欧州最新情報

フランスを代表する世界の現代美術家 ボルタンスキーへのオマージュ展同時開催。 Posted on 2021/10/18 Design Stories  

地球カレッジ

新しい夏を迎えようとしていた去る7月、フランスはもとより世界で、そして特に日本で愛された現代美術家のクリスチャン・ボルタンスキーが76歳でパリにて天昇した。
その彼の展覧会が、驚くなかれ、フランスを代表するベルサイユ宮殿、ルーブル美術館、ポンピドー・センター現代美術館で、今、同時開催されている。

世界の一大美術館であるルーブル美術館では、知る人ぞ知るドゥノン翼の、大回廊での「クリスチャン・ボルタンスキーの古い記憶1965–1988」を展示。
共存する死と生を生涯のテーマにした彼の代表的な作品で、古い錆びついたビスケットの缶がいくつも並び、それを利便的なランプがやはりずらりと並んで照らしている。
この展示にたどり着くには、美しいギリシャやローマの彫刻の中をくぐり、サモトラケのニケを拝んで、厳かなレオナル・ド・ダビンチの絵画群を目指すといい。
モナリザのギャラリーもすぐ横だ。
彼の作品は、それらの偉大な作品たちと同じ強さをもっていることに驚くが、それは人間の死と生を色濃く表しているからだろう。(2022年1月10日まで)
 

フランスを代表する世界の現代美術家 ボルタンスキーへのオマージュ展同時開催。

※ルーブルの「クリスチャン・ボルタンスキーの古い記憶1965–1988」



ベルサイユ宮殿のロワイヤル・チャペルでも、彼の代表する作品に触れられる。
美術館ではないそこに(チャペル=礼拝堂、小教会とは名ばかりの、豪華絢爛な芸術と言える絵画がその天井や壁に巡らされているとしても)、一見無機質な現代アートが供えられるということに、私たちはメッセージを見つける。
それは目に見えるものでないだけに。作品タイトルは「話す大時計」(2003年)。
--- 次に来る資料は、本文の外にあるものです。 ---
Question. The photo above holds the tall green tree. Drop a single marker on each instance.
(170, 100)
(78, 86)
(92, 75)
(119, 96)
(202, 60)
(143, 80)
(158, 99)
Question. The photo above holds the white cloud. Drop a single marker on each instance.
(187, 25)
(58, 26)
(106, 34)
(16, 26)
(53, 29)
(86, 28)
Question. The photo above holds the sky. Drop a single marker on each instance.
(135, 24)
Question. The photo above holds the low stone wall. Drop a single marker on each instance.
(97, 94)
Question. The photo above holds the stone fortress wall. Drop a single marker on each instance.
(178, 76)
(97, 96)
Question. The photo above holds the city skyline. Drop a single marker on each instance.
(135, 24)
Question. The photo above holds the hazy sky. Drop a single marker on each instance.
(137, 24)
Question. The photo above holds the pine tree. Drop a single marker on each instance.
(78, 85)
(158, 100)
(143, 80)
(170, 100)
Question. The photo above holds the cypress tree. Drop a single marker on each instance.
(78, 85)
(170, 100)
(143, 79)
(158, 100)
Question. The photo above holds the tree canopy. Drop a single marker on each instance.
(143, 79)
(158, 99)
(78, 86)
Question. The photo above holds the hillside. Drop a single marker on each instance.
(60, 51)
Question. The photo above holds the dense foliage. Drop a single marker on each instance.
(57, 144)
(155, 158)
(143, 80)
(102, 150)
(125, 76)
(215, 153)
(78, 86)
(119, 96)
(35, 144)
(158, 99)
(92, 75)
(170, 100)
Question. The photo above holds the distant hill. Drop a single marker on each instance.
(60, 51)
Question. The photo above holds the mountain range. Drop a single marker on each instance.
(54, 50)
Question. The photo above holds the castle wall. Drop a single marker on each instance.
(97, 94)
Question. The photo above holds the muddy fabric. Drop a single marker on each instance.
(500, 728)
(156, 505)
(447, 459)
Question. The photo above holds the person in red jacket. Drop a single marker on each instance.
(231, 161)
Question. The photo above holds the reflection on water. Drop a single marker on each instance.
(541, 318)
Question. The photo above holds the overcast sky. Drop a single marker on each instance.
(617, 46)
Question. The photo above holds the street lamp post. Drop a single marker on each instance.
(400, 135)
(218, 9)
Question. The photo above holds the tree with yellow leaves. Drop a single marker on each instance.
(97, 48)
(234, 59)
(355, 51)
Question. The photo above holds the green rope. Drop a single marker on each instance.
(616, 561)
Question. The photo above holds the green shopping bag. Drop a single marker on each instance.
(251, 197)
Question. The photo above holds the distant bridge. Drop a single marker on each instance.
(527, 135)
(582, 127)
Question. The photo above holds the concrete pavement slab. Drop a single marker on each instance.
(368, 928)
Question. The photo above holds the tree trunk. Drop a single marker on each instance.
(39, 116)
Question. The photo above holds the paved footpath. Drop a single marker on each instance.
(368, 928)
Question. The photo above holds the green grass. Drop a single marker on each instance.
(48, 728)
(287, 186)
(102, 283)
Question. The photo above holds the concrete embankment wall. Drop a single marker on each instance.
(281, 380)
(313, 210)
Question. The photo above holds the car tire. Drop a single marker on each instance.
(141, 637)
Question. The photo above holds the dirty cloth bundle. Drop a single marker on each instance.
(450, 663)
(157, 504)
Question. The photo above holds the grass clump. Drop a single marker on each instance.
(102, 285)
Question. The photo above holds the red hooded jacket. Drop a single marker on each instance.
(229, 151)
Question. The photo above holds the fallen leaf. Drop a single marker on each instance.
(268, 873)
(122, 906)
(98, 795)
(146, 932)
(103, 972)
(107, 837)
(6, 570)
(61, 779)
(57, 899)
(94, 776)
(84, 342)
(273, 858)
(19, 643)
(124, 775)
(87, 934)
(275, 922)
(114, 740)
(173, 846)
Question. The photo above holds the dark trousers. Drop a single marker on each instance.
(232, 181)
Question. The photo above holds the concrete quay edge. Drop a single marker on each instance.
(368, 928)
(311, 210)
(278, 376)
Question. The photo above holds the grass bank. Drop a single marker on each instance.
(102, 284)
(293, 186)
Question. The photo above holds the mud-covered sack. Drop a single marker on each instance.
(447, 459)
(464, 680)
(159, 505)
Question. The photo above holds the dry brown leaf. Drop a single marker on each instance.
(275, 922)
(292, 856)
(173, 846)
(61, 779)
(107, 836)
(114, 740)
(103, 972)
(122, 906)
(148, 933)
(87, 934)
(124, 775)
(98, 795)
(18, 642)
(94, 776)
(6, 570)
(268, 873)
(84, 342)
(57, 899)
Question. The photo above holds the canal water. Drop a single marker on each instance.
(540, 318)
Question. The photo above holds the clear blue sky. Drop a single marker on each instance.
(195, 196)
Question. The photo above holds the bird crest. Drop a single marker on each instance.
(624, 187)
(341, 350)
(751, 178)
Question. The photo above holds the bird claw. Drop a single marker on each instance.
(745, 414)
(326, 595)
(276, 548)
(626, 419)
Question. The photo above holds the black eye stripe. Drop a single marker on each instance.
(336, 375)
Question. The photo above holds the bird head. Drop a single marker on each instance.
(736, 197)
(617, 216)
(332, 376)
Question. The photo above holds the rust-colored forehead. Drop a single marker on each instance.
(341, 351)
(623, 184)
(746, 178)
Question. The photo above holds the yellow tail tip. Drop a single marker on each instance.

(2021年11月6日まで)
 

フランスを代表する世界の現代美術家 ボルタンスキーへのオマージュ展同時開催。

※ヴェルサイユ宮殿の正面。右側がボルトンスキーの作品のあるロワイヤル・チャペル

そしてポンピドー・センターの現代美術館では「クリスチャン・ボルタンスキーの不可能な人生」(1968年)のフィルムを始め、センターのボルタンスキーの貴重なコレクションが展示されている。
彼の作品が現代美術というカテゴリーにある限り、ここが彼の作品の一番ふさわしい居場所であるはずだが、ボルタンスキーの作品は予期せぬ空間にあってこそ、そのメッセージがさらに私たちの奥深くに届くような気がするがどうだろう。
それでもボルタンスキーを知るには訪れるべき展覧会。
そして録音された鼓動の響きと共に灯り消えるランプ「心臓」は、見逃してはならない。(2022年4月13日まで)(ア)
 

フランスを代表する世界の現代美術家 ボルタンスキーへのオマージュ展同時開催。

※ポンピドー・センターの「心臓」。最も代表的なもののひとつ

※Le Coeur, 2005 © Wolfgang Günzel


*クリスチャン・ボルタンスキーをまだ知らない人へ。1944年のナチス占領下、フランス人の母と医者のユダヤ人の父の元にパリで生まれる。父は床下に隠れて長い間生活。学校へは行っていないが知的階層にある暖かな家族の元で、絵を褒められて幼い頃からアーチストになることを目指す。1960年代から作品を発表。フランスのみならず世界で展覧会を成功させ、各国際展にも招待され高い評価を得る。日本では新潟県越後妻有トリエンナーレ、瀬戸内国際芸術祭等に参加。東京庭園美術館、大阪国立国際美術館、東京国立美術館、長崎県美術館など展覧会を開催する。高松宮天下記念世界文化賞も受賞。